En esta época del año, las matanzas quitan "clientela" a las misas del fin de semana, así que procuro aceptar las invitaciones que me hacen a participar en estos rituales familiares, sociales y suculentos, que son auténticos lugares teológicos en donde disfruto, aprendo y me encuentro con el Dios sencillo y pueblerino.
La cosa empieza temprano; casi al amanecer se pueden escuchar los berridos de los guarros cuando los llevan por el hocico con los ganchos para colgarlos de una pata con un tractor, o con una cadena, o para tumbarlos antes de pegarles la puñalá, que hay muchas modalidades. La división del trabajo es evidente desde el principio: los hombres matan y, con rapidez y habilidad pasmosas, destrozan el bicho; las mujeres cogen las tripas y las limpian, hacen los lomos, aliñan la carne que los hombres han picado para chorizo y salchichón. A mi no me dejan hacer nada, aunque al mismo tiempo se meten conmigo dicéndome que solo he ido "a comer", cosa bastante cierta por otra parte.

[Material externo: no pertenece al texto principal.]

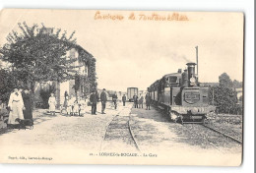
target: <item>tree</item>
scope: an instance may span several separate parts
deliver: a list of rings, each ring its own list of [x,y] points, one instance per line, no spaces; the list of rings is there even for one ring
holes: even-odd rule
[[[66,56],[76,43],[73,39],[75,31],[70,36],[61,29],[38,29],[26,23],[18,24],[21,33],[12,31],[8,34],[8,42],[0,48],[1,59],[11,64],[13,73],[23,86],[30,86],[34,91],[36,82],[65,81],[74,79],[71,60]],[[55,31],[55,32],[54,32]]]
[[[234,80],[233,81],[233,87],[234,88],[242,87],[242,82],[238,82],[238,81]]]
[[[220,86],[222,87],[232,87],[232,81],[230,80],[229,76],[226,73],[223,73],[219,77]]]
[[[12,72],[1,69],[0,70],[0,100],[7,102],[10,92],[15,86],[15,76]]]

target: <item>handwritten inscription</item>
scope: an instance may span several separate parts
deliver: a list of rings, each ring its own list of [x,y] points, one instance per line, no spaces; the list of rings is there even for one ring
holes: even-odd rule
[[[158,13],[145,14],[143,12],[132,12],[128,16],[122,14],[101,13],[96,11],[95,20],[111,20],[111,21],[189,21],[188,17],[180,13],[170,13],[167,15],[160,15]]]
[[[44,157],[44,156],[8,156],[10,160],[52,160],[52,157]]]
[[[158,157],[155,153],[130,153],[130,152],[99,152],[90,153],[90,156],[105,156],[105,157]]]

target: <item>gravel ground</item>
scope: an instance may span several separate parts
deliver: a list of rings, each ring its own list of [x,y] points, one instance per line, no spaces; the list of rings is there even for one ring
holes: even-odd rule
[[[240,164],[242,146],[203,126],[172,123],[154,107],[133,108],[131,115],[131,127],[143,152],[167,154],[176,164],[225,165],[234,160]]]
[[[5,130],[0,134],[0,160],[7,163],[26,163],[26,160],[30,159],[30,163],[65,164],[234,166],[241,163],[241,147],[237,149],[228,145],[229,149],[226,149],[227,146],[222,146],[219,150],[207,143],[202,144],[201,137],[195,136],[199,139],[197,142],[191,136],[192,130],[185,130],[180,124],[170,123],[169,118],[160,111],[154,108],[133,108],[131,111],[131,103],[126,107],[119,105],[115,110],[108,104],[104,115],[99,112],[97,115],[91,115],[90,107],[87,107],[84,117],[66,117],[60,114],[51,116],[46,110],[35,110],[33,130]],[[100,104],[97,104],[97,110],[100,110]],[[114,128],[109,128],[107,132],[108,125],[117,114],[120,119],[116,121]],[[127,129],[129,114],[130,126],[141,150],[137,155],[133,154],[135,147],[129,144],[130,137],[126,138],[127,133],[125,135],[124,131],[120,130],[124,127]],[[118,132],[111,131],[113,129]],[[105,135],[106,139],[103,140]]]
[[[242,115],[212,114],[206,125],[242,141]]]

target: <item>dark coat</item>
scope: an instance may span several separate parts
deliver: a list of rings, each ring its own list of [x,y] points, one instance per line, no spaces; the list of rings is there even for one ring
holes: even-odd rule
[[[112,100],[117,100],[117,94],[112,95]]]
[[[96,103],[97,100],[98,100],[98,96],[97,96],[96,93],[92,93],[92,94],[90,95],[90,101],[91,101],[92,103]]]
[[[30,93],[23,93],[25,110],[23,110],[24,119],[32,120],[32,101]]]
[[[137,102],[138,101],[138,96],[137,95],[133,95],[133,100]]]
[[[101,93],[100,93],[100,100],[101,100],[101,102],[106,102],[106,93],[104,92],[104,91],[102,91]]]
[[[151,95],[150,94],[147,94],[145,99],[146,99],[146,104],[151,104]]]

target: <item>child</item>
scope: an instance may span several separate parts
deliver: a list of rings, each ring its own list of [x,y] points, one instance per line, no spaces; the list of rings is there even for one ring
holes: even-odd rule
[[[67,115],[72,116],[73,115],[73,102],[71,97],[67,100]]]
[[[55,115],[55,106],[56,106],[56,99],[54,96],[54,93],[50,94],[51,96],[49,97],[48,104],[49,104],[49,111],[51,115]]]
[[[79,115],[79,113],[80,113],[80,106],[79,106],[79,104],[78,104],[78,100],[75,100],[75,102],[74,102],[74,107],[73,107],[73,113],[74,113],[74,116],[77,116],[77,115]]]

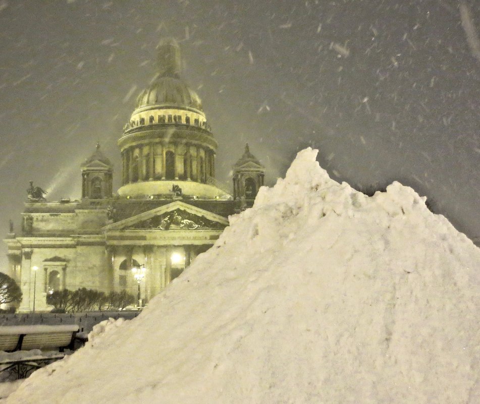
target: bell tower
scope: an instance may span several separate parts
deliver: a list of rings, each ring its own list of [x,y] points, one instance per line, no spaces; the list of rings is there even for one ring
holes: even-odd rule
[[[97,143],[95,152],[81,168],[82,199],[104,199],[112,197],[112,164],[100,151],[100,143]]]
[[[243,155],[233,166],[233,197],[253,200],[263,185],[265,167],[250,152],[248,143]]]

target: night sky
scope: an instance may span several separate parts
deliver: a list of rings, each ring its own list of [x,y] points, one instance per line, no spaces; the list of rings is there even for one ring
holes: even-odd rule
[[[11,218],[20,232],[29,180],[80,197],[97,141],[118,188],[117,140],[167,36],[221,181],[246,142],[270,185],[311,146],[335,180],[399,181],[480,236],[479,34],[478,0],[0,0],[3,237]]]

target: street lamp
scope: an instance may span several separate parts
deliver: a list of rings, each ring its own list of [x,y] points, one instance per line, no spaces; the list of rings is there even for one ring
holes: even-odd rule
[[[145,271],[146,269],[146,268],[145,268],[145,265],[142,265],[140,268],[132,268],[132,272],[133,272],[133,277],[135,278],[137,283],[138,283],[138,298],[137,304],[137,307],[138,309],[140,308],[142,303],[142,301],[140,299],[140,282],[141,282],[142,279],[145,277]]]
[[[35,313],[35,292],[37,290],[37,270],[38,269],[38,267],[36,265],[32,267],[32,269],[33,270],[33,273],[35,275],[33,276],[33,313]]]

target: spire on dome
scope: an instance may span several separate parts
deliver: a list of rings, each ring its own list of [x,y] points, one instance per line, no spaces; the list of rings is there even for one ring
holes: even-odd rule
[[[180,77],[182,70],[180,47],[173,38],[160,41],[157,49],[157,70],[161,77]]]

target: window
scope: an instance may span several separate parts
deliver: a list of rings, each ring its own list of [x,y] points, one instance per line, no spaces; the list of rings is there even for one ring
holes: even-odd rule
[[[165,179],[173,180],[175,178],[175,153],[169,150],[165,153]]]
[[[97,177],[92,180],[90,197],[92,199],[101,199],[101,180]]]

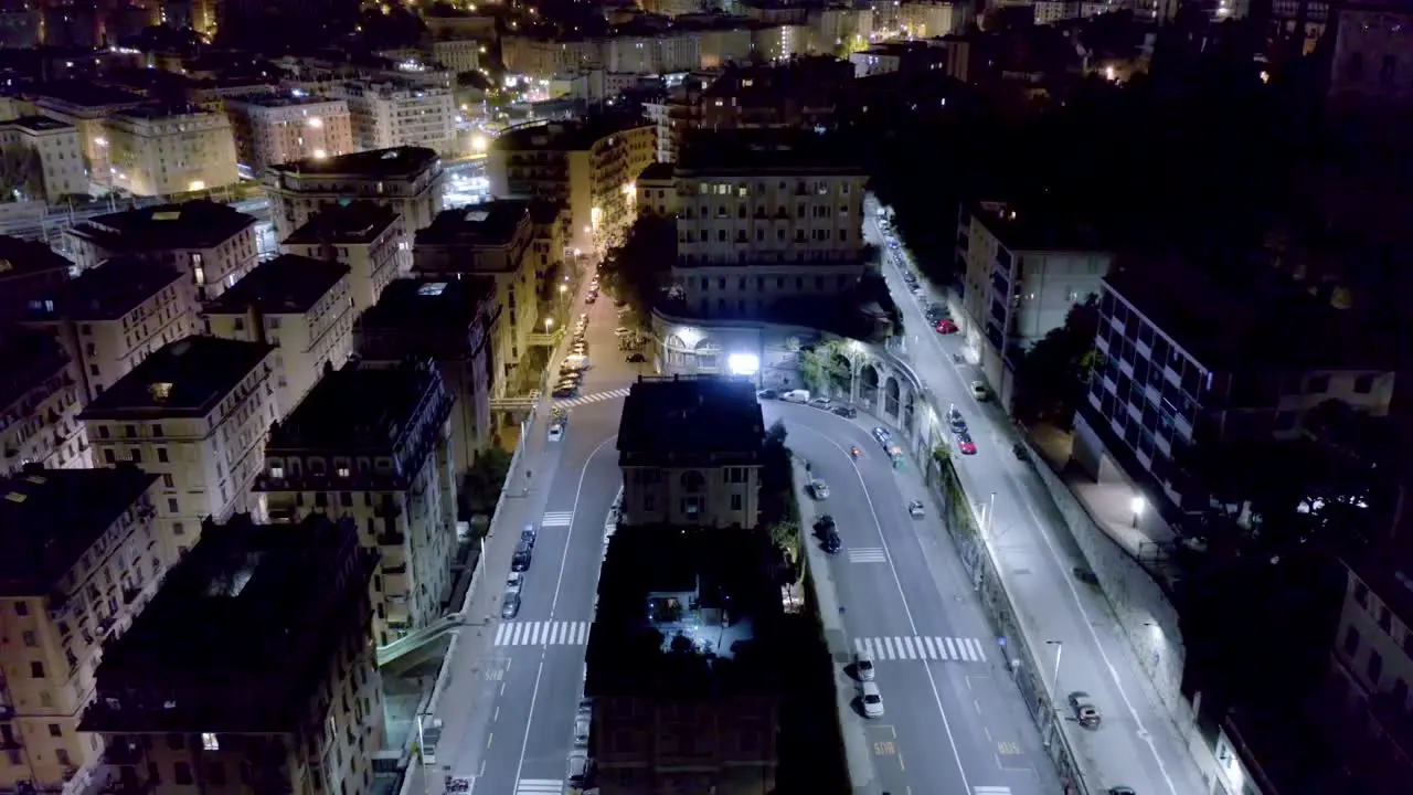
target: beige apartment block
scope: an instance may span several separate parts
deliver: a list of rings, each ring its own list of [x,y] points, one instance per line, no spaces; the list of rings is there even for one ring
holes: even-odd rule
[[[413,232],[441,212],[445,178],[437,151],[420,146],[295,160],[264,173],[270,216],[281,239],[319,209],[367,199],[403,216],[408,243]]]
[[[510,369],[520,362],[537,327],[534,225],[523,201],[492,201],[448,209],[431,226],[417,232],[413,269],[418,276],[459,279],[490,276],[496,280],[499,320],[492,337],[496,373],[492,393],[503,396]]]
[[[350,523],[212,523],[103,654],[82,729],[127,792],[372,795],[374,557]]]
[[[259,257],[256,219],[206,199],[99,215],[64,231],[75,265],[146,259],[187,272],[198,300],[219,297]]]
[[[236,184],[236,141],[225,113],[144,105],[103,123],[113,185],[140,197],[170,197]]]
[[[64,345],[88,403],[153,351],[196,331],[196,290],[174,266],[110,259],[64,284],[28,325]]]
[[[270,431],[254,492],[273,522],[325,515],[379,555],[369,588],[386,646],[439,617],[456,547],[454,396],[431,361],[348,364]]]
[[[73,361],[48,331],[0,331],[0,474],[25,464],[52,470],[90,465]]]
[[[274,392],[284,419],[314,389],[325,365],[341,368],[348,361],[357,308],[346,265],[283,255],[206,303],[202,314],[213,337],[276,348]]]
[[[79,719],[103,644],[167,570],[151,549],[157,480],[34,464],[0,480],[0,788],[69,791],[100,762]]]
[[[315,212],[280,243],[280,250],[346,265],[357,313],[376,304],[383,290],[413,266],[403,216],[372,201]]]
[[[230,98],[225,106],[236,157],[256,174],[291,160],[355,151],[349,108],[342,99],[271,92]]]
[[[278,416],[274,351],[188,337],[147,356],[81,414],[95,465],[129,461],[161,478],[157,522],[168,559],[196,543],[202,519],[249,508]]]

Las migas se van preparando, el café entona los cuerpos enfundados de diversas capas de forros polares, gorros y botas; por el suelo, sangre y restos de carne, vísceras o tocino. Los golpes del hacha que trocea los huesos se mezclan con las bromas, el rumor de la picadora y el trajín de cubos, calderas humeantes, artesas y perrunillas.

La matanza es una tradición de épocas de economía de subsistencia que en este tiempo de crisis recobra vigencia; es expresión de solidaridad familiar, todos participan, aprenden desde niños a colaborar; y es, de manera salada, una fiesta de encuentro familiar que refuerza los lazos entre las personas de la casa.

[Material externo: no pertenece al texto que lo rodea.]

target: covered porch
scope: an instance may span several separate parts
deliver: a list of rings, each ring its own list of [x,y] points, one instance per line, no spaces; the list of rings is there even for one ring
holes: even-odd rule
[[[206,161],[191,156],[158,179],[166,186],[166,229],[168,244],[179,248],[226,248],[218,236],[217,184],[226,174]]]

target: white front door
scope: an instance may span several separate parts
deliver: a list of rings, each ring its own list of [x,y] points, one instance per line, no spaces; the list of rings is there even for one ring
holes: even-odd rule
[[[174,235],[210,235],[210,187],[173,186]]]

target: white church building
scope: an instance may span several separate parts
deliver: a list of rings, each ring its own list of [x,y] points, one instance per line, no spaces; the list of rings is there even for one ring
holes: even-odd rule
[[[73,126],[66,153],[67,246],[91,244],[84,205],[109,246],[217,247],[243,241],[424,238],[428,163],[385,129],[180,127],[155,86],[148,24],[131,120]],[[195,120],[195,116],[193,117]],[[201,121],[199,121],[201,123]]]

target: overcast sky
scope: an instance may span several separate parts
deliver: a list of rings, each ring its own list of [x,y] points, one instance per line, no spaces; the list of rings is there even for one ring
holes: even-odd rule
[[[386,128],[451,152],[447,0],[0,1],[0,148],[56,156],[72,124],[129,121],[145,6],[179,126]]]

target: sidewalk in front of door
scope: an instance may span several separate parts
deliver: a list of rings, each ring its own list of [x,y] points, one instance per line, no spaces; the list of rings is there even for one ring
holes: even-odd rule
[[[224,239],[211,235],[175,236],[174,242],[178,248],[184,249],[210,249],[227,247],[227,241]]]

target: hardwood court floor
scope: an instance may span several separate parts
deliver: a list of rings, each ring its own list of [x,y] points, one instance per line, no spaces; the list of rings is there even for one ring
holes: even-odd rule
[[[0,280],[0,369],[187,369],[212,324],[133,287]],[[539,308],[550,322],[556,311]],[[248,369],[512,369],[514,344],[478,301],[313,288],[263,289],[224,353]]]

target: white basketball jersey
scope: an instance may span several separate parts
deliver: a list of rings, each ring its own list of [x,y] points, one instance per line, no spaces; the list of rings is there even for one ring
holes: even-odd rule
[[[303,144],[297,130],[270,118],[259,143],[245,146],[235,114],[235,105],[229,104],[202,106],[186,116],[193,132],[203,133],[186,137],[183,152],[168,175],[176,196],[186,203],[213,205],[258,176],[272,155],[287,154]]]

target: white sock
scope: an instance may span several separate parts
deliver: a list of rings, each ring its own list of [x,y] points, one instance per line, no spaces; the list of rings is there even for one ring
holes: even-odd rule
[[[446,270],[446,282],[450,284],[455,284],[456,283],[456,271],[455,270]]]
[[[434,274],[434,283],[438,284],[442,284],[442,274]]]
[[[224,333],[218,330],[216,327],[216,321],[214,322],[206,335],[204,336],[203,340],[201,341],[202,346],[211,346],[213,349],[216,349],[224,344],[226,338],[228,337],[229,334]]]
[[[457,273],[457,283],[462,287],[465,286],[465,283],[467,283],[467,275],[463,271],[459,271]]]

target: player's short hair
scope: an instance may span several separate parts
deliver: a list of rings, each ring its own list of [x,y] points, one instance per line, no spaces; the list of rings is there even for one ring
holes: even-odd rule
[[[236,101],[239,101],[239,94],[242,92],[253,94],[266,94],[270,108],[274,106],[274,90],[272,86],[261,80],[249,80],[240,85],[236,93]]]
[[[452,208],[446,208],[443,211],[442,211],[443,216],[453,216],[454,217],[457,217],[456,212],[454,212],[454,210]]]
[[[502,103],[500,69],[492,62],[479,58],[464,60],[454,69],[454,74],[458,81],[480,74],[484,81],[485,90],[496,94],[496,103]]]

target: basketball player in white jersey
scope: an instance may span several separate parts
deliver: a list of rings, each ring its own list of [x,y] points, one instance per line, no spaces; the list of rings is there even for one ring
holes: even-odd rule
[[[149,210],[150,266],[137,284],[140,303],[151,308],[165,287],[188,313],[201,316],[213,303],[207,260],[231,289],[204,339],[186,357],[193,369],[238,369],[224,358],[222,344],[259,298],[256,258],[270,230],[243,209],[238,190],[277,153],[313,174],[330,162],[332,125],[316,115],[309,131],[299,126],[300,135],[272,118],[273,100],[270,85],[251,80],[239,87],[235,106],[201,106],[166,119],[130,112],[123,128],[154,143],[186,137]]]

Y eso es lo hermoso. En esta matanza de casa de Gabriel, Reme y los suyos, estaba el cura hoy a la hora de la presa y de la panceta; y no como "invitado de honor", sino como alguien que ya forma parte de su pequeño mundo de afectos, con acceso a la intimidad de su familia. Ellos contentos de verme allí (los abuelos me hablan de usté) y yo orgulloso de poder ir entrando en la entraña de mi pueblo, al que amo desde que puse el pie en él, lleno de gente excepcionalmente buena que demuestra que te quiere con lenguajes llanos y sinceros. Se cumple el Evangelio: quien se desarraiga y se hace itinerante encuentra otras familias y casas, el ciento por uno (Mc 10, 28-31); cariños que curan las erosiones de la soledad... ¡a ver si el Evangelio va a ser verdad (como dice Chércoles)!

Y así llego a casa: con el estómago lleno y el corazón repleto; porque me siento afortunado; un poco curado como los jamones, oliendo a candela y muerto de sueño.